This year’s Mobile World Congress wasn’t all about 5G hype – there was plenty of hype around artificial intelligence as well. At least in the press releases. On the exhibition floor and in the conference sessions, there was (mostly) more grounded conversation about what AI can and can’t do, the challenges of implementation, potential apps and business cases, or sometimes just trying to figure out just what the hell AI is.
I sat in on some AI-themed keynotes and panel sessions on Wednesday. Here are six quick takeaways I learned about the wild world of practical AI.
1. AI products aren’t that smart yet
Telefónica has been harnessing AI not only for its Aura platform but also internally for improving operations and processes. The challenge with the latter, said Angela Shen-Hsieh, Telefónica’s director of predicting human behavior, is that it’s a “roll your own” process because there aren’t many AI solutions that are smart enough yet to do what Telefónica needs them to do.
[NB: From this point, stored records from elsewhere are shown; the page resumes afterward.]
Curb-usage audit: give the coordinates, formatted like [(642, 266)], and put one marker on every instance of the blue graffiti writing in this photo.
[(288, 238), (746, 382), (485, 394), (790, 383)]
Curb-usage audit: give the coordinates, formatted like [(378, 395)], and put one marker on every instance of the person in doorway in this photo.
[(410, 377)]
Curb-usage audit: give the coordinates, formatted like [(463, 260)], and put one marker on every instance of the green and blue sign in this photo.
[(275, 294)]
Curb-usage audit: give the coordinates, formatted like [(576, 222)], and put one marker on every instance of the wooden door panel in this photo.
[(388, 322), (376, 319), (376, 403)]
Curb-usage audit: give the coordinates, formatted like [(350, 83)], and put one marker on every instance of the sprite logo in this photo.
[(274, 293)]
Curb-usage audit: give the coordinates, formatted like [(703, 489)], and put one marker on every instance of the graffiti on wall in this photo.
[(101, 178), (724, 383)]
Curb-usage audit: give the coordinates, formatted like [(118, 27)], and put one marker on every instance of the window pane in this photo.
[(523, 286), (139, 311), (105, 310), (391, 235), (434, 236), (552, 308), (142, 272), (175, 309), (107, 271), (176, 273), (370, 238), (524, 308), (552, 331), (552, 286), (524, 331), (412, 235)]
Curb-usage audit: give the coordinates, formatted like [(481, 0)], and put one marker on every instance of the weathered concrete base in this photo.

“We have to learn how to do it ourselves, which limits how much we can scale,” she said. “We’re waiting for the next wave of technology to address specific problems.”
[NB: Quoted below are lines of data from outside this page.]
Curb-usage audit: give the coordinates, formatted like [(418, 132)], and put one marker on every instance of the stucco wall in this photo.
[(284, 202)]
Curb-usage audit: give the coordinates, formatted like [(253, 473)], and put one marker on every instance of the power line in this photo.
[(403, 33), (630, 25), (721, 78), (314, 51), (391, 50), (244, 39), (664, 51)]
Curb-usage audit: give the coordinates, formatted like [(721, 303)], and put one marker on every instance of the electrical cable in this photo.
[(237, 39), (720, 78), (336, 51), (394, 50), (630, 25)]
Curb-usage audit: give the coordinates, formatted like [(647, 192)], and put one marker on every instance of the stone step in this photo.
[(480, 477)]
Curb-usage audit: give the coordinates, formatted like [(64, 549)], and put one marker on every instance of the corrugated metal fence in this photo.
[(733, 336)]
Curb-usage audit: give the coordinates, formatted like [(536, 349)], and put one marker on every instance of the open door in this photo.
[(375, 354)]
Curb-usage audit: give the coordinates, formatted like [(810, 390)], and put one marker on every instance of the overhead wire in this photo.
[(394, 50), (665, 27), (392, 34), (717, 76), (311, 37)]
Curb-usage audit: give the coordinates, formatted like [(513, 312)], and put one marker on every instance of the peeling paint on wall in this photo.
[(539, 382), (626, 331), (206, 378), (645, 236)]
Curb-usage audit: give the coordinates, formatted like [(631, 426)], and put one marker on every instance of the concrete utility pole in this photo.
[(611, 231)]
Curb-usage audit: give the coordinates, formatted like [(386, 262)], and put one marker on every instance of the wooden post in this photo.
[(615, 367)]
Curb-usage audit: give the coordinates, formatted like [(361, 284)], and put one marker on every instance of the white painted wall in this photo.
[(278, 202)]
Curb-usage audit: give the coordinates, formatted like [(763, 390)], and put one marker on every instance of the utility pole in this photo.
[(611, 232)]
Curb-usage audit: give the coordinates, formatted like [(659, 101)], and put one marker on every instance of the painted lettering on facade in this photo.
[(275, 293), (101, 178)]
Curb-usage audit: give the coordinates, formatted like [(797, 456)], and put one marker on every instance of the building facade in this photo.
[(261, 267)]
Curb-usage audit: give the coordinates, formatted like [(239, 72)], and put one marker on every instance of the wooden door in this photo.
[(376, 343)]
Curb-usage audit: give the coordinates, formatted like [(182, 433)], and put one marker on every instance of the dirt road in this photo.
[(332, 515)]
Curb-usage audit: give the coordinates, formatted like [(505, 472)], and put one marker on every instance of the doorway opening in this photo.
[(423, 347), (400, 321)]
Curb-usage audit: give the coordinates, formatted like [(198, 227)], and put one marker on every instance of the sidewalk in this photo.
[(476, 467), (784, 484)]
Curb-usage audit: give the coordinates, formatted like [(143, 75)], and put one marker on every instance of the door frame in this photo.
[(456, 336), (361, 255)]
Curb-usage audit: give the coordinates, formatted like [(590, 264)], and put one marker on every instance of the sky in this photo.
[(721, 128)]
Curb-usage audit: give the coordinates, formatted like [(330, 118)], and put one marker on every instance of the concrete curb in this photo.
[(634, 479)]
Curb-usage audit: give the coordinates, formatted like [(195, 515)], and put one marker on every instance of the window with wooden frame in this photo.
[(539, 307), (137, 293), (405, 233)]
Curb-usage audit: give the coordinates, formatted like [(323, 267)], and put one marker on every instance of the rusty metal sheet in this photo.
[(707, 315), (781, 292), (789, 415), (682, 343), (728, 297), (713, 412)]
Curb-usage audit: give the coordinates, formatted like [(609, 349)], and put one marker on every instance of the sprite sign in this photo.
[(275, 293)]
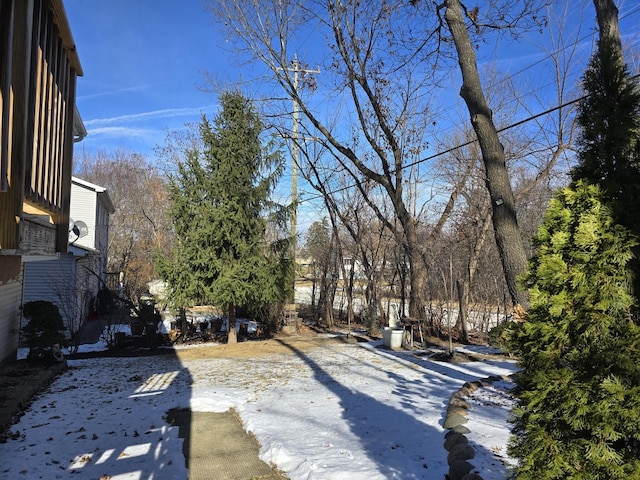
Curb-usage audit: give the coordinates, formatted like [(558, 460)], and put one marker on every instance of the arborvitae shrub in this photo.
[(578, 413), (45, 326)]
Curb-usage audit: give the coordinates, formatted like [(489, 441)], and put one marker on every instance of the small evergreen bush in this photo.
[(44, 329)]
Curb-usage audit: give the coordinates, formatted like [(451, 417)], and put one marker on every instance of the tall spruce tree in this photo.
[(578, 413), (220, 205)]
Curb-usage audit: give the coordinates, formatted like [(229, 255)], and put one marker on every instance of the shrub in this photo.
[(578, 413), (45, 327)]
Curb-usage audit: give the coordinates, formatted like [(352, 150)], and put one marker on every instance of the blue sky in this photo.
[(143, 64), (144, 61)]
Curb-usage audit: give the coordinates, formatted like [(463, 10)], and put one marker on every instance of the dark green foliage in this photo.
[(609, 147), (578, 414), (45, 327), (227, 253)]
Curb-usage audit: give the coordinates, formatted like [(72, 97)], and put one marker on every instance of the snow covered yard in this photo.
[(338, 411)]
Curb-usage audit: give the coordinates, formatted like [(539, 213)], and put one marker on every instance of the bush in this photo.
[(45, 328), (578, 413)]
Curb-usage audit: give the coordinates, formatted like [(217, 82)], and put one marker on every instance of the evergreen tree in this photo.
[(609, 147), (220, 205), (578, 413)]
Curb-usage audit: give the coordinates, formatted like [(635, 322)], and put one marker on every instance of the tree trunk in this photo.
[(607, 15), (462, 313), (232, 337), (505, 225)]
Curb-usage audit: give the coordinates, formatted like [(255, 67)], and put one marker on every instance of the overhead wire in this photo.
[(500, 130)]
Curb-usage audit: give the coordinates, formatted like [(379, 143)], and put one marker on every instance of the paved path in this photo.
[(217, 447)]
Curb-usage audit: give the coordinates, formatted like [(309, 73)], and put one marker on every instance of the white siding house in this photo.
[(72, 280), (39, 122)]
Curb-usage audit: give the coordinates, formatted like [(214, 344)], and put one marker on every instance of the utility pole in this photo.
[(296, 69)]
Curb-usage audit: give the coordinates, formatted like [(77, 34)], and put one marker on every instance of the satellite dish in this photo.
[(77, 230)]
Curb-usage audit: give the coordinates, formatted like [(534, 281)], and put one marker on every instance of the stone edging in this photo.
[(456, 442)]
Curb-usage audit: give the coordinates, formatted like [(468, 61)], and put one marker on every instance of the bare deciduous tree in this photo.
[(139, 225)]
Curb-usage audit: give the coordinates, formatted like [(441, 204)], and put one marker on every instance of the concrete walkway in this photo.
[(216, 447)]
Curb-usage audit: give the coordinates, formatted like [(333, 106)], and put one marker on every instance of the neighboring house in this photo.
[(38, 124), (73, 279)]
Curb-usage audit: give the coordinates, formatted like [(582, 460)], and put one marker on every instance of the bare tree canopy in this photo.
[(383, 65)]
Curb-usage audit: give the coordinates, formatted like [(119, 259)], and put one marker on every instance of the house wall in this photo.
[(55, 281), (84, 208), (38, 69), (10, 301)]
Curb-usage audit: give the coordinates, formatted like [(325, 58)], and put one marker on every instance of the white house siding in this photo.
[(84, 208), (10, 301), (53, 281)]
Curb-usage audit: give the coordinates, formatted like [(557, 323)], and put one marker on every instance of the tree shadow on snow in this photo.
[(384, 431)]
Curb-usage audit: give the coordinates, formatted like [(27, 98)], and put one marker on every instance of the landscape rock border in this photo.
[(455, 440)]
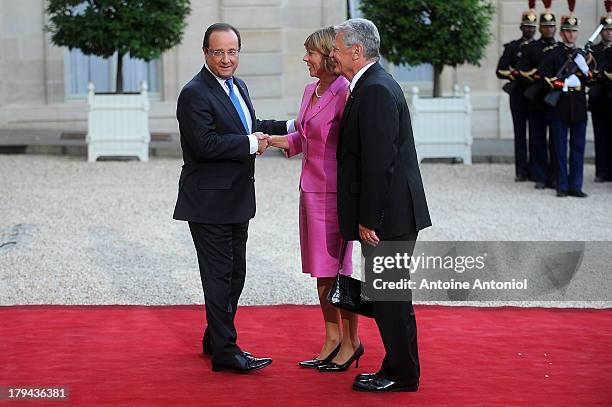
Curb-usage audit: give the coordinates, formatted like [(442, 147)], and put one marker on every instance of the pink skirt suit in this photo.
[(317, 139)]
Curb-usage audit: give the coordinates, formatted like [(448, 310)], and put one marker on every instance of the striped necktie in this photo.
[(236, 103)]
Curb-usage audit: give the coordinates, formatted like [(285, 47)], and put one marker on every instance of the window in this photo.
[(83, 68), (420, 75)]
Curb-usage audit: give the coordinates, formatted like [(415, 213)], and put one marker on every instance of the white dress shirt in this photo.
[(359, 74), (254, 143)]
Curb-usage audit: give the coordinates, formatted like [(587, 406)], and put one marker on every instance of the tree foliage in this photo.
[(141, 28), (437, 32)]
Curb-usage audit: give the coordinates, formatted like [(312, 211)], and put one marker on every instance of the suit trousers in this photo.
[(221, 253), (520, 116), (397, 326), (569, 180), (543, 154)]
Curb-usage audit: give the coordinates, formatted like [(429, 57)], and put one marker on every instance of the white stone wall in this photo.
[(32, 71)]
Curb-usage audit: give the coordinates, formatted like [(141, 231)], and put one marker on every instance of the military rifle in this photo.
[(569, 68)]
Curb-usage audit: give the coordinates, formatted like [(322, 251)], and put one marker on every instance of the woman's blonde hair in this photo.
[(322, 41)]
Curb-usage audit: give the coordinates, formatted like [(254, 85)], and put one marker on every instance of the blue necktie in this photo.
[(236, 103)]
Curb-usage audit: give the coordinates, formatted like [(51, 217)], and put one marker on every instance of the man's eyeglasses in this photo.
[(217, 53)]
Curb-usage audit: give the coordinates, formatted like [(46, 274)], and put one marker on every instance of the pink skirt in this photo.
[(320, 239)]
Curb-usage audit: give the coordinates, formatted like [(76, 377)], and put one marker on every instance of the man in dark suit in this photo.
[(380, 192), (507, 68), (220, 137)]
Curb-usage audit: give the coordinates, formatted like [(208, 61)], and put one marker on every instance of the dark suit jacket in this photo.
[(217, 181), (379, 182)]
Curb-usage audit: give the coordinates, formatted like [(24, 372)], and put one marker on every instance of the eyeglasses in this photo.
[(231, 53)]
2. For internal usage, AI needs to be cultural, not a department
Gabriela Styf Sjöman, VP of group networks at Telia, said that the decisions about how to prioritize where artificial intelligence is applied to internal processes are distributed rather than centralized – and that’s a good thing.
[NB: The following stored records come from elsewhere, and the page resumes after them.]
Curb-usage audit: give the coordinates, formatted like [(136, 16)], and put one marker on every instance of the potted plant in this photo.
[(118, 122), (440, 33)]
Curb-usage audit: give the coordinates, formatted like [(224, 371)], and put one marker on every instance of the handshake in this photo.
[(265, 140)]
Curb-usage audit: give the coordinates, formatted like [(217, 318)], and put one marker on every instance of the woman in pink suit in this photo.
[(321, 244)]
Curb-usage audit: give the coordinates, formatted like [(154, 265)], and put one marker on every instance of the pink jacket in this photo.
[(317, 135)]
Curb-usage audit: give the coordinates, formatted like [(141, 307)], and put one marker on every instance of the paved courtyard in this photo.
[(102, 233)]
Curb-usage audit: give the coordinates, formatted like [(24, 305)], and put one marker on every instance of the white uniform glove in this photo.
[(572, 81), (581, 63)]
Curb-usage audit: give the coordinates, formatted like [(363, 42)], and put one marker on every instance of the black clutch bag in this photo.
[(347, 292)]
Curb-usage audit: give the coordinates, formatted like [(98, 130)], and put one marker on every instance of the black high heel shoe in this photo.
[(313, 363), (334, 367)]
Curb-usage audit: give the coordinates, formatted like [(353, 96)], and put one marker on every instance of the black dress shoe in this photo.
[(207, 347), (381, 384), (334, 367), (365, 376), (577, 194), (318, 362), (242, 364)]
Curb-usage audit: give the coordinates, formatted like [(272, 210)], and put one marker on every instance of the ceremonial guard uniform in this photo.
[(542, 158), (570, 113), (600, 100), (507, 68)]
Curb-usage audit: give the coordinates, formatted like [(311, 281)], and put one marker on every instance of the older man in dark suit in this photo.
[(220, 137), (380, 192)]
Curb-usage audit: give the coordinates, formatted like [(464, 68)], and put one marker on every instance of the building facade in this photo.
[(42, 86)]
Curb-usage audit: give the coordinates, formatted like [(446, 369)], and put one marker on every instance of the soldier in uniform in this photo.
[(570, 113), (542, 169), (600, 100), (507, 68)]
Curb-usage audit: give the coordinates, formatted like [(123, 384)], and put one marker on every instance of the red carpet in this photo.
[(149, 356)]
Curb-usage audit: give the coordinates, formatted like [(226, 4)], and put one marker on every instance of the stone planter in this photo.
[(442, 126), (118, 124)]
“You don’t want one AI team directing it – it has to be a cultural thing where everyone accepts it,” she said. “Otherwise you have engineers who always ask, ‘Are you sure this algorithm is really making better decisions than my manual work?”
3. AI needs the right data, not all the data
When big data first became a buzzword a few years ago, we heard a lot about how the more data you threw into the analytics engine, the more insights you could pluck from it, including insights you might not have been looking for in the first place.
Turns out that doesn’t work for artificial intelligence designed for specific apps (as opposed to generalized AI that is designed to replicate human thinking).
“You need to choose the right data for AI systems to realize the benefits,” said Georg Polzer, chairman and co-founder of Teralytics. “AI is built by the data we feed it.”
Picking the right data also means having a clear understanding of what it is you want your AI to do. Dr. Min Wanli, chief machine intelligence scientist at Alibaba Cloud, said it’s essential to build AI around the business case, not the other way around.
“Our approach is business first, technology second,” he said. “First you need to define the problem you want to solve. Then you give the appropriate data to the tech people.”
4. GDPR will be good for AI
It may be as well that AI doesn’t need massive amounts of data since the European Union’s GDPR law is coming into effect in May, which could make it more difficult for companies to hoover up lots of data to feed into AI-powered apps anyway – at least without the consent of consumers. But members of a panel discussion on AI and digital transformation agreed that GDPR won’t negatively impact AI – quite the opposite, in fact.
“I think it’s good because it forces us to use data in a good way,” said Sjöman of Telia. “It governs how we use it.”
“It challenges us to provide real value in exchange for the consent of the customer to use their data,” added Shen-Hsieh of Telefónica.
5. Digital assistants need language expertise
The digital assistant craze has been pioneered by the likes of Amazon, Apple and Google, but it’s something that telcos are also looking at doing. However, it’s harder than it looks, and it’s not simply a matter of how smart the underlying AI technology is – you also need a fundamental understanding of how language works.
Oren Jacob, founder and CEO of PullString, explained in a keynote that voice-activated digital assistants like Alexa or Siri are designed to replicate a human conversation. One facet of conversation is that it’s literally impossible to separate a conversation from the person you’re having it with because of the way language works – which is why the digital assistant has to be a full-fledged character in order to hold up its end of the conversation.
“Your voice app should have a character, a backstory, motivation, tone, mood and style,” Jacob said.
You also have to think about how the assistant reacts under pressure (i.e. it can’t answer a question or says the wrong thing because it hasn’t realized you switched topics). He also said it’s important to develop a DA’s personality to engage and retain the audience, but don’t push it too far or you may polarize or alienate them.
6. AI robots are safe, it’s humans you need to worry about
During a keynote on the topic of AI-powered robots, MOV.AI founder and CEO Limor Schweitzer said that when it comes to making sure robots perform their tasks safely, it’s really just a matter of getting the engineering right.
“Just about anything that can be thought of in terms of safety can be engineered into a robot to prevent it, or it can be engineered into the environment in which the robot operates,” Schweitzer said.
The challenge, he added, is that you can’t predict what humans will do in that environment. “If humans abuse the robot in a way we haven’t predicted, the robot might retaliate.”